Lecture 4 Summary

Here we look at some statistical concepts and tools that relate to experimental measurements. For the most part, in this discussion we assume that there is no systematic error, and that we are dealing solely with the inevitable random error that accompanies any experimental measurement.

The Gaussian distribution

• The results of many experimental measurements can be approximated by a Gaussian distribution
• A Gaussian distribution is characterized by a mean m, and a standard deviation, s. (Variance = s²)
• Correspondence between a histogram and Gaussian distribution

The Gaussian distribution is a mathematical function that describes a smooth, symmetric bell-shaped curve, the peak of which corresponds to the mean m.
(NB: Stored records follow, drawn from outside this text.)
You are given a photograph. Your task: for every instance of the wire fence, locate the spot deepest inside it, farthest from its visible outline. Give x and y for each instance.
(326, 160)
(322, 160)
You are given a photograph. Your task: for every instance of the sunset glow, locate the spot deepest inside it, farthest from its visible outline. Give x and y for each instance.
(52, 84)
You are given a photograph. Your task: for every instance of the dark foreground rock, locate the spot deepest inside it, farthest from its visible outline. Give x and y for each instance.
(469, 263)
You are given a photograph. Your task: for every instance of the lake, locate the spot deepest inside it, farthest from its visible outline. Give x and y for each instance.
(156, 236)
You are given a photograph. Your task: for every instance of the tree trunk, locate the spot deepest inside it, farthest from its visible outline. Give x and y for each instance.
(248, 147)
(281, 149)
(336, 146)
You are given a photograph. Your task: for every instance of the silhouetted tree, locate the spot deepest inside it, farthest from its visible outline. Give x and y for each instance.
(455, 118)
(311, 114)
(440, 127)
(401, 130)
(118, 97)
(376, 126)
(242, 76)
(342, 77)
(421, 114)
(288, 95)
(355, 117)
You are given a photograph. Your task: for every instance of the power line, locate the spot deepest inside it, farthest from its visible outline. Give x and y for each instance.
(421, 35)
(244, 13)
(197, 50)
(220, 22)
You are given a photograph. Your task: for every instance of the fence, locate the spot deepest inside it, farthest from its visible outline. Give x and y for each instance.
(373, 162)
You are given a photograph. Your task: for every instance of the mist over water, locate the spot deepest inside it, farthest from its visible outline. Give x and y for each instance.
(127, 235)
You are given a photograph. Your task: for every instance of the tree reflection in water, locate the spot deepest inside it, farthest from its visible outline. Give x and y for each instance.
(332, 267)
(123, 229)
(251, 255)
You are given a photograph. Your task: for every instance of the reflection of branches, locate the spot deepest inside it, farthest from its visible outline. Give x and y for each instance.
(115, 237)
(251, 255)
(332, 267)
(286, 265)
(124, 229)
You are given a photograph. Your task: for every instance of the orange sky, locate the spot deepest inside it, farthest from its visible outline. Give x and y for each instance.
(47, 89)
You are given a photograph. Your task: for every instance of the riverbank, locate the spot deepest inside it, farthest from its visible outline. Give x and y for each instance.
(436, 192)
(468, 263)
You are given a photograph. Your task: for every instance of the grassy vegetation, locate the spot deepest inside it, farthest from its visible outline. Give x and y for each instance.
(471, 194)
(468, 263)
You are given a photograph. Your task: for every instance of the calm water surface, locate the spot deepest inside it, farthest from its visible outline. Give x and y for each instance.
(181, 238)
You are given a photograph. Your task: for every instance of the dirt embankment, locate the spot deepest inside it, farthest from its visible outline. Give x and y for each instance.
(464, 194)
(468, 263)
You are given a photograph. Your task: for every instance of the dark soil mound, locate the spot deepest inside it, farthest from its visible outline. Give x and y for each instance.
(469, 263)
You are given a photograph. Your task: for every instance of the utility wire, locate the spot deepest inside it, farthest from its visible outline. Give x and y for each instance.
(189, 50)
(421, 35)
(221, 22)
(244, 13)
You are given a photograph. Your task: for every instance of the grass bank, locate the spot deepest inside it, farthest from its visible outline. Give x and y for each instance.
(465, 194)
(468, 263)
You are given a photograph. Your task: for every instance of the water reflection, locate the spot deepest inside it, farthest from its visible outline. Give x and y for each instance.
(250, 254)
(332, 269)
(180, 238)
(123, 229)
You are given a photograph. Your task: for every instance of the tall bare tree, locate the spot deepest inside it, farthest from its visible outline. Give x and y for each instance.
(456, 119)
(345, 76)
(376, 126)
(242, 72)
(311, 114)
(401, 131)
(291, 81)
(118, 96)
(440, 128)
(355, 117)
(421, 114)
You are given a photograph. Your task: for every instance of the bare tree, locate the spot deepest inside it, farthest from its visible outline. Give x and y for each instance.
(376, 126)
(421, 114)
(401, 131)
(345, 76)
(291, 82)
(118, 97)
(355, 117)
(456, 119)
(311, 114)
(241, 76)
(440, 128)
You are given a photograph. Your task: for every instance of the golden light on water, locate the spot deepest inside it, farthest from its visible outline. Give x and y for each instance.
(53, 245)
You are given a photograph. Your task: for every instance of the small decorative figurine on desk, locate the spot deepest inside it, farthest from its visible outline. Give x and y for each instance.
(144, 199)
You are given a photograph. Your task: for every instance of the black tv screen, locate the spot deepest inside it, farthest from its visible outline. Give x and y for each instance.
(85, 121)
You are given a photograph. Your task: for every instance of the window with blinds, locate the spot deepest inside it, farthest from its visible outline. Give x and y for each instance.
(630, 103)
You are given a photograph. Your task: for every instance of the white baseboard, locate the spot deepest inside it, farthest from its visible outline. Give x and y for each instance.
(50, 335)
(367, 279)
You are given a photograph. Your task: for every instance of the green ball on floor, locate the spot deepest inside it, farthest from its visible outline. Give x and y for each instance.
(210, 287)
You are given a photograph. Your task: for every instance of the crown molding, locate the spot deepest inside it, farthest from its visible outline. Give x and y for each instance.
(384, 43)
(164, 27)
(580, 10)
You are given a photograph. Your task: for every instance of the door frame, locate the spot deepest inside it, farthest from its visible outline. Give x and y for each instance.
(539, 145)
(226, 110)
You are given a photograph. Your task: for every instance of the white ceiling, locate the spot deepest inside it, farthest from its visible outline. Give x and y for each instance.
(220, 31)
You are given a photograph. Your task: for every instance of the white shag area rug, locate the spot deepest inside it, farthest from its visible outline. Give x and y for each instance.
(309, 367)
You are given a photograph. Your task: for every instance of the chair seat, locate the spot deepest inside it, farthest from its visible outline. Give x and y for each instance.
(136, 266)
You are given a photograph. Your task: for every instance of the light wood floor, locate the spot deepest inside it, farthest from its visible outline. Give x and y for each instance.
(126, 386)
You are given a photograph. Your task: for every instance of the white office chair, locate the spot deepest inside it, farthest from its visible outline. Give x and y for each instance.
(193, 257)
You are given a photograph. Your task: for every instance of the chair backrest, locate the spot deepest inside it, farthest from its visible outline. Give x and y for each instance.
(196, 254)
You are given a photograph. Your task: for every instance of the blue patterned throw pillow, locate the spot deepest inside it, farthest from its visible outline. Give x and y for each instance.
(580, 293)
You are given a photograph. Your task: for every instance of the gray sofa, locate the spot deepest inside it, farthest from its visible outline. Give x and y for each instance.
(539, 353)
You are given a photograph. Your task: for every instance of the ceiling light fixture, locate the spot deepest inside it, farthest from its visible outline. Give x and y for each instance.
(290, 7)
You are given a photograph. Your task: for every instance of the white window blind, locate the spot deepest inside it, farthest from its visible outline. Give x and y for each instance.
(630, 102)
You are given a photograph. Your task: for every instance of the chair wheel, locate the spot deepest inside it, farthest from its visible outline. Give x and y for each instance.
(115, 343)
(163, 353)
The value s is a parameter that is related to the width of bell-shaped curve: the larger s, the broader the distribution.

When we perform experiments, we often find that repeated measurements of the same event produce a range of values. Plotting our results as a histogram (called a bar graph in Harris - see Fig. 4-2 on p.72), we may note that it roughly resembles a Gaussian distribution. This correspondence will generally become closer as the number of measurements increases and the width of the bars of the histogram decrease relative to the full range of data (i.e. the number of bars increases). In the limit as the number of measurements approaches infinity, and the width of the bars become infinitesimally small, the correspondence between the histogram and the Gaussian distribution becomes exact.

The actual finite set of data points has a mean ("x-bar") and a standard deviation (s) that we can compute. We distinguish between these and the Gaussian parameters m and s by denoting the latter as the "true mean" and the "true standard deviation".

Note that there is a relation between precision, or reproducibility of a measurement, and the standard deviation of a set of repeated measurements. A large value of s reflects a measurement that is not very precise.

Student's t

• Determining a confidence interval
• Comparison of means

The Student's t is a statistical tool that we will use to calculate a confidence interval for a set of measurements, and to judge whether two different methods for measuring the same quantity both converge on the same "true" value, or if they are systematically different.

Q test for bad data

We will occasionally encounter cases in which one or more measurements in a data set just don't seem to fit: They are "outliers". Their values are so different from the rest of the measurements that we feel that something must have "gone wrong" and that therefore these data points are "bad". In order to avoid making totally subjective decisions on whether or not to include such data in the analysis and conclusions - which could easily become a slippery slope to bad science - we make use of the Q test. To do so, we calculate a range for our data - the difference between the highest and lowest values, and also calculate a gap - the difference between our suspected outlier and the next most extreme value - and then take the ratio of these values: gap / range, and call this ratio Q_calc. Then we compare the value of Q from a table for the total number of measurements in our data set, and ask a simple question: Is Q_calc > Q_table? If so, the data point is considered objectively "bad" and discarded. If not, then the data point should be retained.